Forget the London Marathon or Great North Run, a muddy golf course on the southern fringe of Inverness was the place to be on Saturday. At 2pm sharp (amazingly), with the light already fading, 50 hardy souls – and a similar number of impish Scottish university students – were off, fighting for honours in the North District Cross Country Championships.
The prize? For individuals and teams to call themselves the best in not just the Highlands, but also Moray and the Western Isles. What greater motivation, what greater honour, could there be?
You could tell this was bigger than a typical Highland race. Runners were actually warming up. The race actually started on time. There was actually somewhere under cover, out of the rain to get changed. There were actually more than two people watching. I’m surprised some of the running purists didn’t turn their back on such niceties in disgust.
The course – the senior men’s course at least – is an almost 10km route around Loch Ness golf course, known locally as Fairways. Golf course – sounds easy doesn’t it? All that manicured grass and gentle undulations. Not a bit of it. The principal feature of the course is a 150ft, four-minute or so climb, which brings the runner onto an uneven, filthy track that infuriatingly continues to rise ever so slightly.
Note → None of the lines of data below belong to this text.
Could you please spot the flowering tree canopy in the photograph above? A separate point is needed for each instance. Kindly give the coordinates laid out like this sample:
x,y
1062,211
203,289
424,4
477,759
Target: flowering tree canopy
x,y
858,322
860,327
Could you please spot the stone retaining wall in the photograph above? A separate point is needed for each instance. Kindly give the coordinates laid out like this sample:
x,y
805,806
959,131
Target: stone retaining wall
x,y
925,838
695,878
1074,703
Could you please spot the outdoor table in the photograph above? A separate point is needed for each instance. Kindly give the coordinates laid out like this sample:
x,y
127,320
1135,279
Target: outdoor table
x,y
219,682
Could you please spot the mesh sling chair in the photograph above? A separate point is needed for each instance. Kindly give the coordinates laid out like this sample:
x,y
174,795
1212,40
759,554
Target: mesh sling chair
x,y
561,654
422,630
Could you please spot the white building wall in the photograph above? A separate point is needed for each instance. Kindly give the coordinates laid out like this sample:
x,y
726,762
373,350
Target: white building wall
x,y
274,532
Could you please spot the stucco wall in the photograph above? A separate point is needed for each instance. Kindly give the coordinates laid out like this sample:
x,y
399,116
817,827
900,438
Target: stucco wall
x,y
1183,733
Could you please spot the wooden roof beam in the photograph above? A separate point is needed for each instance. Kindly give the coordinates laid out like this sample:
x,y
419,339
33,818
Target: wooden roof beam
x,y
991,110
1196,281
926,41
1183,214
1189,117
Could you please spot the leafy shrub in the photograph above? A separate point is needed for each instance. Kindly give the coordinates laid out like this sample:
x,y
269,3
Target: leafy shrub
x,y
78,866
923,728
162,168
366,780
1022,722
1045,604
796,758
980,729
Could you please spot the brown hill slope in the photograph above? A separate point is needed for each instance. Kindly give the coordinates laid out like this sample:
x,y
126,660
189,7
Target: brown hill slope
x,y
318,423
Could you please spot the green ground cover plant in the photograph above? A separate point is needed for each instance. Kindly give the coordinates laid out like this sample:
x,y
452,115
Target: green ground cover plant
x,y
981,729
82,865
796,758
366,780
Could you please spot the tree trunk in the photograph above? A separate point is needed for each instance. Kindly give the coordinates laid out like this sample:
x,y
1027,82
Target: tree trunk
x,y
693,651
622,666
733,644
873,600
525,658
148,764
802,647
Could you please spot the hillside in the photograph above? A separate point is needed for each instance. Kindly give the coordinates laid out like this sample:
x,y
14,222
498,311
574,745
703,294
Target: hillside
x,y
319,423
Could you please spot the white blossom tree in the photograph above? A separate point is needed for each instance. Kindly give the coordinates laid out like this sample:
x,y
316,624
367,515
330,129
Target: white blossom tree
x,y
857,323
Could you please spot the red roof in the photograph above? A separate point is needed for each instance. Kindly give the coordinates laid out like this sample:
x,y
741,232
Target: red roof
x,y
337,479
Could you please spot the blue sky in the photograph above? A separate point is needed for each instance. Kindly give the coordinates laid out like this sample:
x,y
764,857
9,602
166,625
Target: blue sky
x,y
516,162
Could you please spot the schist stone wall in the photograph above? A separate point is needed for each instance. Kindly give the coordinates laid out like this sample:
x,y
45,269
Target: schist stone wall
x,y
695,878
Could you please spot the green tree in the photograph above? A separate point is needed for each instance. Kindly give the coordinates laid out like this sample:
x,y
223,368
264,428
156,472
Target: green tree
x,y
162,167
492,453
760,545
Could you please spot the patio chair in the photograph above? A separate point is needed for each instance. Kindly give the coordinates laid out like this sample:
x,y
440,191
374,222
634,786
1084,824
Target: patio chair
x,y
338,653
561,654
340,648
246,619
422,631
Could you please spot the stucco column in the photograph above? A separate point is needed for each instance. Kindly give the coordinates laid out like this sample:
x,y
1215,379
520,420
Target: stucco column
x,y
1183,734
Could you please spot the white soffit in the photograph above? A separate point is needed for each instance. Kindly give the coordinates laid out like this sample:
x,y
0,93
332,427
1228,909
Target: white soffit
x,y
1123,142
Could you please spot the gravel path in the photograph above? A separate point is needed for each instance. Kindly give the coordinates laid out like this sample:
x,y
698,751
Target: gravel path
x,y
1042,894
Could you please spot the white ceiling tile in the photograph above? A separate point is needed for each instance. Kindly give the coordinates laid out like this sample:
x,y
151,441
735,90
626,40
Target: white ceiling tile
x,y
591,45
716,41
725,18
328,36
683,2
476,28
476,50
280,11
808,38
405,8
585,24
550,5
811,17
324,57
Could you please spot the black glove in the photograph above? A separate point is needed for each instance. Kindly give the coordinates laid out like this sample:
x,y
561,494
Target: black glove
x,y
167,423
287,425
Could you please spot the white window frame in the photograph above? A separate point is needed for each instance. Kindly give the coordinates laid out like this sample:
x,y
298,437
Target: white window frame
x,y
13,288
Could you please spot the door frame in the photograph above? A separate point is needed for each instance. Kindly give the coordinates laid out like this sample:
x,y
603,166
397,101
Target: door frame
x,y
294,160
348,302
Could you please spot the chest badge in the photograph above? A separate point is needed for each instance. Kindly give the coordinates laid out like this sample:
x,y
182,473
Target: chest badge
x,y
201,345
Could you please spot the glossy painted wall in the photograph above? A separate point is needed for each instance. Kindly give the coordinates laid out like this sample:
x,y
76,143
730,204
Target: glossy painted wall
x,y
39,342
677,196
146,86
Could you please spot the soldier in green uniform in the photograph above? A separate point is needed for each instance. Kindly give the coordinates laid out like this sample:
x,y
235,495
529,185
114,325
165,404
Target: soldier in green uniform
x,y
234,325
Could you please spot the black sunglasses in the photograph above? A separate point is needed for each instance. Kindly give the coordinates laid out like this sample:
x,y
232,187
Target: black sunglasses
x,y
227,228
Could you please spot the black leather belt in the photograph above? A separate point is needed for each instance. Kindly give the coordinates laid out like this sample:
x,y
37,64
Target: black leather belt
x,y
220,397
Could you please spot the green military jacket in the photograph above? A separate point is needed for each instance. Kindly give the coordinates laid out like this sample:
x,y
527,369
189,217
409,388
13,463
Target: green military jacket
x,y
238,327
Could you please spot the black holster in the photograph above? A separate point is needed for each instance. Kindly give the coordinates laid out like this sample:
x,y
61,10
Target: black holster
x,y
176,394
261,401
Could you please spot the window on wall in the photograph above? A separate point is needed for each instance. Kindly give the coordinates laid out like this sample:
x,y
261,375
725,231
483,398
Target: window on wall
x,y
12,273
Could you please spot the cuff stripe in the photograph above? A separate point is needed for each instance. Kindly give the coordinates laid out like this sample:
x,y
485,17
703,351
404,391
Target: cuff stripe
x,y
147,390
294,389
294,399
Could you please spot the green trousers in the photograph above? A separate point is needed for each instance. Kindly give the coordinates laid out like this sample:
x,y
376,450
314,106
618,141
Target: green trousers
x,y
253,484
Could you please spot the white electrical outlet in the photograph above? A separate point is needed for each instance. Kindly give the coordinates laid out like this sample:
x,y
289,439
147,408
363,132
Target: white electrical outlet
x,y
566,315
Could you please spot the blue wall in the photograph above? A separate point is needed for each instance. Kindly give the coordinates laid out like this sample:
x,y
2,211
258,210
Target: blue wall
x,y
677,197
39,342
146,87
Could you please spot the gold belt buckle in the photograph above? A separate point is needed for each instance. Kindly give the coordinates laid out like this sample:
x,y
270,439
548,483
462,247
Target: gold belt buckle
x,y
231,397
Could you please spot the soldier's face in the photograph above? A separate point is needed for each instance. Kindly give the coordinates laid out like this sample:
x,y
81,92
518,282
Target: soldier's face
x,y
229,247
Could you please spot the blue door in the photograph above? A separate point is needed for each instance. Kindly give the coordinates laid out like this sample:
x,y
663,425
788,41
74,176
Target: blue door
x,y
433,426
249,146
The course then takes a sharp left and sends you plummeting downhill. There’s chance for a quick glance at the Moray Firth and Inverness below, before eyes are glued to the ground, ensuring that hurtling progress across grass, mud and gravel does not end in an embarrassing fall.
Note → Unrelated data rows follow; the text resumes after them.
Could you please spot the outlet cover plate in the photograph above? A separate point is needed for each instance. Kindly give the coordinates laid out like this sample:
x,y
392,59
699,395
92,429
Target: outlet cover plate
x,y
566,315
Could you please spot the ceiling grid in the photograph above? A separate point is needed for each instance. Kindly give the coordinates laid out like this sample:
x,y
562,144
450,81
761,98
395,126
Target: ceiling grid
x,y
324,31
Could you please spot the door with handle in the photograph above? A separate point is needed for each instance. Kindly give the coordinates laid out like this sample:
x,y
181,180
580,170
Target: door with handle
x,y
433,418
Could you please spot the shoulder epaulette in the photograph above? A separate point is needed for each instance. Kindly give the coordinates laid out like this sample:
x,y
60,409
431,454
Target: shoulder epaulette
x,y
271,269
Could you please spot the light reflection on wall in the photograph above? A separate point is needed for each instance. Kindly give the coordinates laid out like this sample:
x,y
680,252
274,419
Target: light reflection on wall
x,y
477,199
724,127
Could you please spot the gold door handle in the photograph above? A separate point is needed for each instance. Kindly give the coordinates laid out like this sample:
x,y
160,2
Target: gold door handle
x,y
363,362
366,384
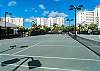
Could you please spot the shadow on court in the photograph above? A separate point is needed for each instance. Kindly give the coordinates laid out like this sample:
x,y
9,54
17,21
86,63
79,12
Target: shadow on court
x,y
31,64
13,47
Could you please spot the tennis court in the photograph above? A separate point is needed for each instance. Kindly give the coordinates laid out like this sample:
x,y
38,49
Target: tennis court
x,y
51,52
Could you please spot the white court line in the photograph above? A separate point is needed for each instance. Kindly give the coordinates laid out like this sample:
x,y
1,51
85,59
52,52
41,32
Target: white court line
x,y
25,49
51,45
47,68
62,58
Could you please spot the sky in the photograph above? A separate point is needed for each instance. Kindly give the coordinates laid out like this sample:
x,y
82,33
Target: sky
x,y
44,8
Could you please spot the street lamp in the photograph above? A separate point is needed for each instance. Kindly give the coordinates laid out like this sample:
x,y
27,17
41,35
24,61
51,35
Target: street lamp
x,y
69,20
75,8
6,13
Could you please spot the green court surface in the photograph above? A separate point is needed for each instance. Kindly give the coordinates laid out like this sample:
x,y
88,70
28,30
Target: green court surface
x,y
54,52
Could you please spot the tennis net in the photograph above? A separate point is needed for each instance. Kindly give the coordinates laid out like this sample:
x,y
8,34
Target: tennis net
x,y
90,44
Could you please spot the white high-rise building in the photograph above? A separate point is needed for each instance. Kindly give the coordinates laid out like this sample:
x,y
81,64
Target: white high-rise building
x,y
88,17
85,17
16,21
50,21
97,15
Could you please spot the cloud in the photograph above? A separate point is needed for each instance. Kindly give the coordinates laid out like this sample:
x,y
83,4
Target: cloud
x,y
57,14
29,19
56,0
45,13
35,11
42,6
12,3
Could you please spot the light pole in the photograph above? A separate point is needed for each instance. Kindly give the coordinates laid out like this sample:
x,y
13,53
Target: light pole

At the bottom, you climb again for a short while – always into the face of the prevailing wind – and reach a track that takes you to the finish line, where lots of people helpfully shout at you to ‘dig in’. I’m digging like mad, I thought. Alas, this isn’t the finish line yet; there’s another two laps to go.
I dug in.
Inverness Harriers were second team home, so silver medals all round. That means my grandchildren won’t think I was a total loser. We were outgunned by Forres Harriers. I’d like to say that the Forres/Inverness rivalry is like Coe/Evett, Manchester United/Liverpool or Federer/Nadal.
It’s not, and no amount of poetic licence can change that. Apart from a wee bit of blether and gamesmanship pre-gun, there were no elbows in the charge for the first corner and no spikes down shins. Perhaps we should have resorted to those tactics, because we were walloped by Forres. Clearly we didn’t dig in enough.